Industrial reserve bill falls short in committee
SALEM — A bill that would create large-lot industrial areas outside urban growth boundaries in three Oregon counties has failed to pass a key committee.
The Oregon Farm Bureau and conservation groups opposed Senate Bill 716, which would have allowed Clackamas, Washington and Columbia counties to designate industrial reserves of up to 500 acres outside an established UGB.
Proponents of the bill claimed that large blocks of industrial land are currently rare in the Portland metropolitan area and would attract new companies and jobs to the region if made available.
Under SB 716, newly created industrial zones would be offset by reducing “urban reserves” in other areas — which supporters said would result in no net farmland loss — but opponents argued that the program would disrupt the existing land use system.
Large-lot industrial reserves would likely be designated on farmland, interfering with agriculture and undermining a “grand bargain” agreement that Oregon lawmakers struck in 2013 to settle a far-reaching lawsuit over urban and rural reserves, according to opponents of the bill.
Opponents also feared that the bill was intended to spur development in the “French Prairie” area south of Wilsonville, Ore., which has been designated as a rural reserve due to transportation and water constraints.
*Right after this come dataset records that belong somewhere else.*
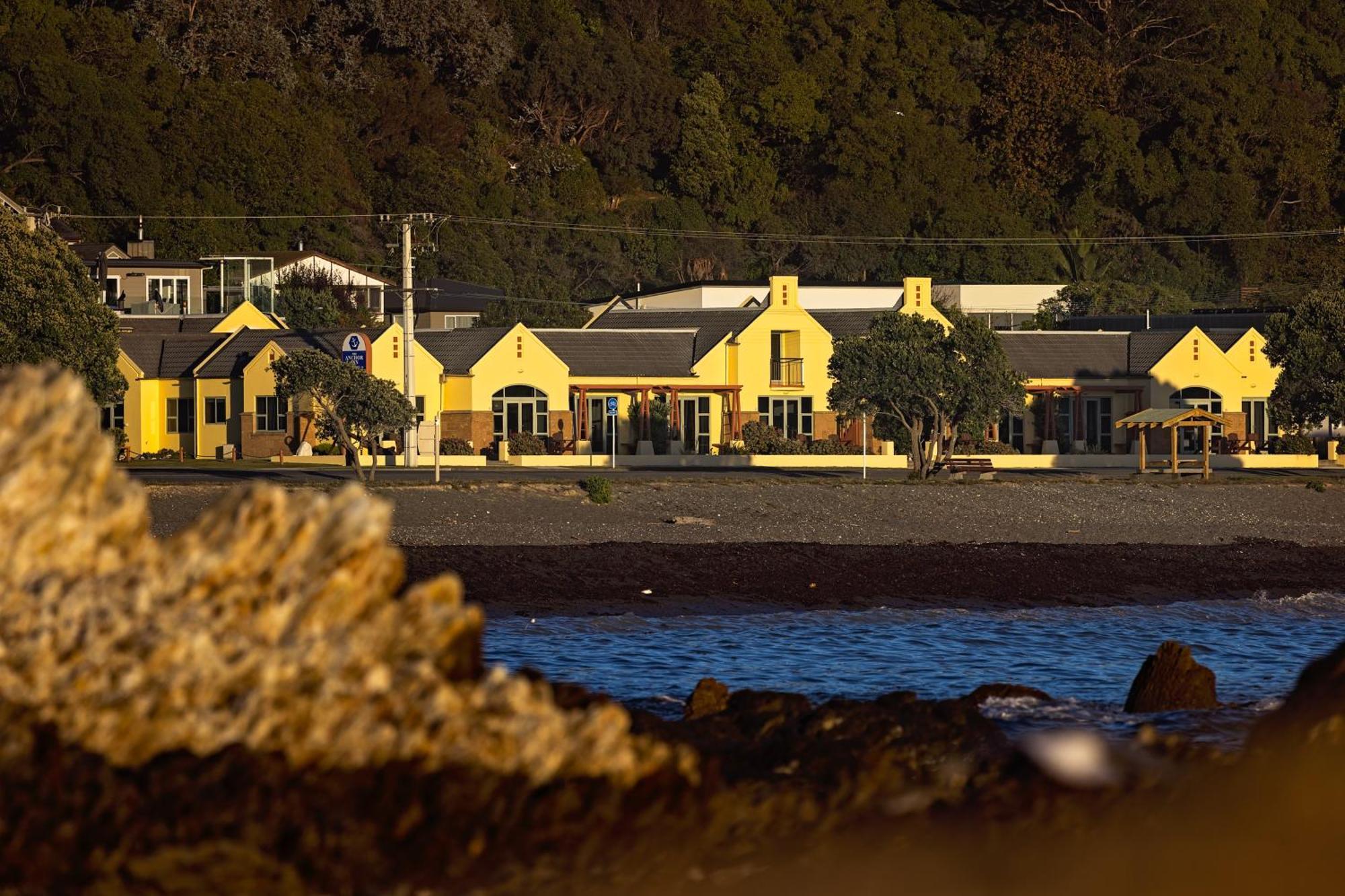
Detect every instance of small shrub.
[508,432,546,455]
[742,419,808,455]
[438,438,476,458]
[807,436,863,455]
[1268,433,1317,455]
[976,438,1018,455]
[742,419,780,455]
[584,477,612,505]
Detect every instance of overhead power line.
[52,212,1345,247]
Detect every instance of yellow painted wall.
[369,323,444,423]
[210,301,280,332]
[900,277,952,327]
[1224,329,1279,398]
[196,379,233,459]
[242,341,285,413]
[137,379,195,456]
[471,324,570,410]
[441,374,473,410]
[117,348,145,454]
[1147,327,1275,411]
[730,277,831,422]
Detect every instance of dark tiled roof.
[256,249,393,286]
[808,308,892,339]
[1130,327,1247,374]
[1128,329,1186,375]
[70,242,121,262]
[416,327,508,374]
[1064,311,1270,332]
[120,332,225,378]
[383,277,504,312]
[117,315,225,333]
[999,331,1128,378]
[589,305,765,363]
[196,329,352,379]
[533,329,697,376]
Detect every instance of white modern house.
[590,280,1063,328]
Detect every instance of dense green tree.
[270,348,416,481]
[1033,280,1192,329]
[1266,288,1345,432]
[0,0,1345,304]
[276,268,375,329]
[0,214,126,405]
[827,311,1024,479]
[473,298,589,327]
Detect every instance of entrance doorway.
[491,386,547,438]
[1084,395,1111,452]
[1169,386,1224,455]
[678,395,710,455]
[588,398,611,455]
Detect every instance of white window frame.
[757,395,814,441]
[98,401,126,432]
[253,395,289,432]
[204,395,229,426]
[145,274,191,308]
[164,397,196,436]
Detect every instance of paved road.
[126,464,1345,486]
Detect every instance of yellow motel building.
[104,277,1275,458]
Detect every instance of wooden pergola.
[1116,407,1228,479]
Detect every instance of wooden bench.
[939,458,995,478]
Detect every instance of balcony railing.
[771,358,803,386]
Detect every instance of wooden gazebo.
[1116,407,1229,479]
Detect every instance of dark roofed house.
[999,329,1130,379]
[1064,308,1272,332]
[533,329,703,376]
[808,308,892,339]
[196,329,355,379]
[588,305,764,363]
[70,239,206,316]
[383,277,504,331]
[120,332,227,379]
[416,327,508,375]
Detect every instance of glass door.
[678,395,710,455]
[1243,398,1270,451]
[1084,395,1111,451]
[588,398,609,455]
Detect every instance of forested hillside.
[0,0,1345,302]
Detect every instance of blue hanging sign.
[340,332,373,370]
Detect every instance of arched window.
[1167,386,1224,414]
[1167,386,1224,454]
[491,386,550,438]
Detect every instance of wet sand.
[404,541,1345,616]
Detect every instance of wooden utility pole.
[402,215,420,469]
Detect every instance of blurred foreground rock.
[0,367,695,784]
[1126,641,1219,713]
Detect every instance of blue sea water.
[486,592,1345,741]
They instead urged lawmakers to invest in “infrastructure” to spur development in existing industrial zones.
Members of the Senate Committee on Environment and Natural Resources voted 3-2 against moving the bill to the Senate floor with a “do pass” recommendation during a work session on April 20.
Committee chair Chris Edwards, D-Eugene, said he voted in favor of the bill because there’s a shortage of large lots in the Portland metropolitan area within industrial zones.
The bill would stimulate needed economic activity, he said. “Sometimes you’ve got to go against the grain to make some changes.”